There was no wine tonight, Felix perhaps realizing things were too uncertain, too raw, between us to introduce alcohol into the equation. I studied him as he ate, his expression giving nothing away. “If you ever need to talk about him, you can, you know.”
Felix’s fork stilled before he caught himself and carried on collecting chili and rice on it. He brought it to his mouth and chewed slowly before speaking. “Talk about who?”
I was walking on eggshells, the need to get him to open up warring with the niggling suspicion that I should let it go. For today, at least. “You know who. Julian.”
Felix’s mouth twisted, but he said nothing. We both carried on eating, enough time passing for me to assume that was the end of the conversation. When he put his fork down halfway through his meal, it wouldn’t have surprised me if he’d got up and left. He didn’t, sitting back in his chair instead. “What do you want to know about him?”
“Anything you want to share?” Realizing that was too vague, I fine-tuned my question. “How did the two of you meet?”
“At a work do. He was dating a friend of mine.” Felix gave a little laugh. “I sometimes wonder if everything that happened after was karma for flirting with someone who I knew had a boyfriend.”
“Did you steal him from your friend?”
The look from beneath Felix’s long lashes told me the question required thought before he could answer it. “Define steal.”

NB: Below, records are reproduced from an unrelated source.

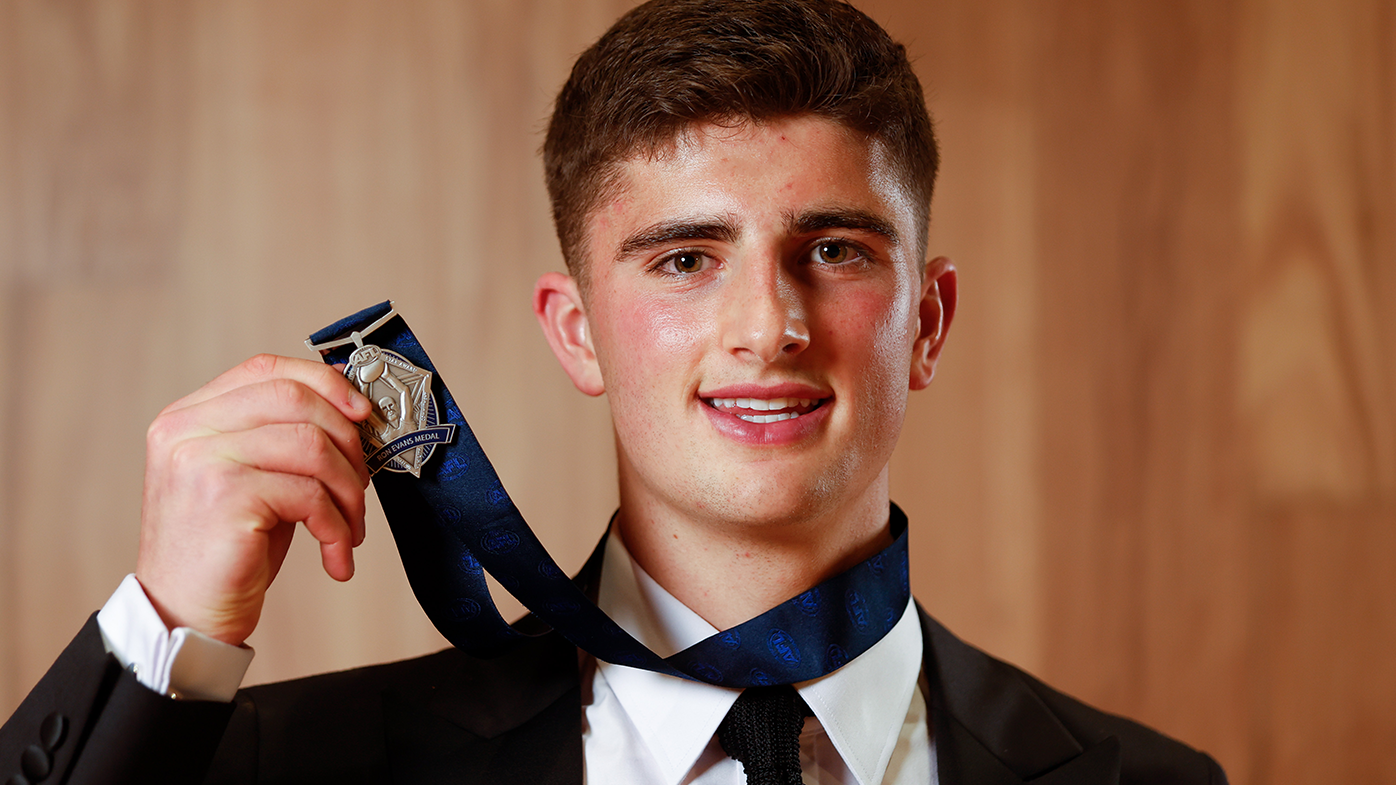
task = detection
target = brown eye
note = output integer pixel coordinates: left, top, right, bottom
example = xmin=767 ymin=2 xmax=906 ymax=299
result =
xmin=674 ymin=253 xmax=702 ymax=272
xmin=814 ymin=243 xmax=850 ymax=264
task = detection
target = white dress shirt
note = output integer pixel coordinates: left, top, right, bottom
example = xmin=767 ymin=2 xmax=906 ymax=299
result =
xmin=98 ymin=527 xmax=937 ymax=785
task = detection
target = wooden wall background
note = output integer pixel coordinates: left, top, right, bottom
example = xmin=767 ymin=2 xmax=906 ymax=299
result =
xmin=0 ymin=0 xmax=1396 ymax=785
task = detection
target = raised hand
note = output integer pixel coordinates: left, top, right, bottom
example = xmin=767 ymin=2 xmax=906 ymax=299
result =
xmin=135 ymin=355 xmax=370 ymax=645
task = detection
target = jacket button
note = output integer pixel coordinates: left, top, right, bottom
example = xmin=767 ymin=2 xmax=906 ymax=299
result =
xmin=20 ymin=744 xmax=53 ymax=782
xmin=39 ymin=712 xmax=68 ymax=753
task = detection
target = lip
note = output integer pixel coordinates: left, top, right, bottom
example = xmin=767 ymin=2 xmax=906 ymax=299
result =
xmin=698 ymin=383 xmax=833 ymax=447
xmin=698 ymin=381 xmax=833 ymax=401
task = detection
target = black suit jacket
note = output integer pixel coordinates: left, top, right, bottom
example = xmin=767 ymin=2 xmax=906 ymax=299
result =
xmin=0 ymin=608 xmax=1226 ymax=785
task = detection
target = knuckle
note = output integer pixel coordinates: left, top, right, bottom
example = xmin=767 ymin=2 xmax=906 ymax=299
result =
xmin=292 ymin=422 xmax=332 ymax=464
xmin=268 ymin=379 xmax=311 ymax=408
xmin=243 ymin=352 xmax=282 ymax=377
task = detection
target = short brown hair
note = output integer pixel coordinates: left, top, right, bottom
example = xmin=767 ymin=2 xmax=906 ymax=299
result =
xmin=543 ymin=0 xmax=940 ymax=288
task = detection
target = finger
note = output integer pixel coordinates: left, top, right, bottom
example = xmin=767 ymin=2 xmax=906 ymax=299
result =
xmin=257 ymin=472 xmax=353 ymax=581
xmin=201 ymin=423 xmax=364 ymax=546
xmin=165 ymin=355 xmax=370 ymax=420
xmin=158 ymin=379 xmax=369 ymax=489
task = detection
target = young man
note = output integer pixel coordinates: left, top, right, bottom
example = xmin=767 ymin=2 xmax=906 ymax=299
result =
xmin=0 ymin=0 xmax=1224 ymax=785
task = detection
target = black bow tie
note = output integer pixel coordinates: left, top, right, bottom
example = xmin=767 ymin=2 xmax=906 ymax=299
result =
xmin=718 ymin=684 xmax=811 ymax=785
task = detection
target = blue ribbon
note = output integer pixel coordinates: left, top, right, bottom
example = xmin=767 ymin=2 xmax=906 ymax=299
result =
xmin=310 ymin=302 xmax=910 ymax=687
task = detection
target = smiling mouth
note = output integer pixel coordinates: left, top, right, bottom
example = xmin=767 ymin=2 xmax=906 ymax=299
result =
xmin=704 ymin=398 xmax=828 ymax=425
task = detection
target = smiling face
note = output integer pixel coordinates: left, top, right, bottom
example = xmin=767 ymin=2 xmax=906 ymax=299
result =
xmin=535 ymin=116 xmax=953 ymax=525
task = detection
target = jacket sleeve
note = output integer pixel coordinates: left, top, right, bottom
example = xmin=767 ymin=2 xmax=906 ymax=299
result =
xmin=0 ymin=613 xmax=233 ymax=785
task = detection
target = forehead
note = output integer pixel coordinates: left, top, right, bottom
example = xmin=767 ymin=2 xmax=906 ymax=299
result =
xmin=586 ymin=116 xmax=917 ymax=265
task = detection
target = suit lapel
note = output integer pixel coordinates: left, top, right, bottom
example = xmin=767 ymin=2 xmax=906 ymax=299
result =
xmin=383 ymin=622 xmax=582 ymax=785
xmin=917 ymin=605 xmax=1120 ymax=785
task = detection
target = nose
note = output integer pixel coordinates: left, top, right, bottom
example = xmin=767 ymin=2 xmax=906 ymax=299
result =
xmin=722 ymin=258 xmax=810 ymax=363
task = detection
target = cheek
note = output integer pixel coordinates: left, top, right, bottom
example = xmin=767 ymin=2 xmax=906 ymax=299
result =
xmin=597 ymin=290 xmax=712 ymax=397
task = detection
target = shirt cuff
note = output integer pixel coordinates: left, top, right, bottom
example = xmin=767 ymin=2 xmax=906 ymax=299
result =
xmin=96 ymin=574 xmax=254 ymax=701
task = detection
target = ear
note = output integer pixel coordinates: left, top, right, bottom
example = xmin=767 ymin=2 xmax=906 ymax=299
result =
xmin=533 ymin=272 xmax=606 ymax=395
xmin=910 ymin=257 xmax=958 ymax=390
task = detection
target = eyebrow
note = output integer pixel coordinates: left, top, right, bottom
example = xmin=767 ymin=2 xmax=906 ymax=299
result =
xmin=616 ymin=217 xmax=740 ymax=260
xmin=786 ymin=207 xmax=902 ymax=244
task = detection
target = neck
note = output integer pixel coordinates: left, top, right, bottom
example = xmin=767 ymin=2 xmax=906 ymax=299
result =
xmin=613 ymin=469 xmax=892 ymax=630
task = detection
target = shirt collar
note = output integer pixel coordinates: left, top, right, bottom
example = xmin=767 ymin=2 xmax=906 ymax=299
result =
xmin=596 ymin=531 xmax=921 ymax=785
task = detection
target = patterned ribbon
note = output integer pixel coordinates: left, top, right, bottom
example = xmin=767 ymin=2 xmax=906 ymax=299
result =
xmin=307 ymin=302 xmax=910 ymax=687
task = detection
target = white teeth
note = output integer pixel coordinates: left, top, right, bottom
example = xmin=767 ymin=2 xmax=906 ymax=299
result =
xmin=712 ymin=398 xmax=818 ymax=412
xmin=711 ymin=398 xmax=819 ymax=423
xmin=737 ymin=412 xmax=800 ymax=425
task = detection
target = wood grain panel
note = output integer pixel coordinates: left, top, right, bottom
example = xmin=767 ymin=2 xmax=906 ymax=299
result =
xmin=0 ymin=3 xmax=19 ymax=711
xmin=0 ymin=0 xmax=1396 ymax=785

“Deliberately setting out to take him away from your friend.” He wouldn’t be the first person, and it wasn’t the biggest sin in the world. There were worse crimes. Like murder.
More consideration. “No, then. But I’d be lying if I said I didn’t feel an immediate attraction toward him. I thought he was incredibly handsome.”
“I’ve seen photos. I don’t think anyone can dispute that Julian Blackwell is a good-looking man.”
“And I’m sure I did a shitty job of hiding my attraction to him. There was a quick turnaround from him splitting with Theo and dating me.”
“How quick?”
He shrugged. “A week. Ten days at most.”
“And how did Theo take that?”
“He wasn’t happy. You know, bro code, and all that.”
“You probably saved him.”
“Yeah.” There was very little conviction in Felix’s voice, though.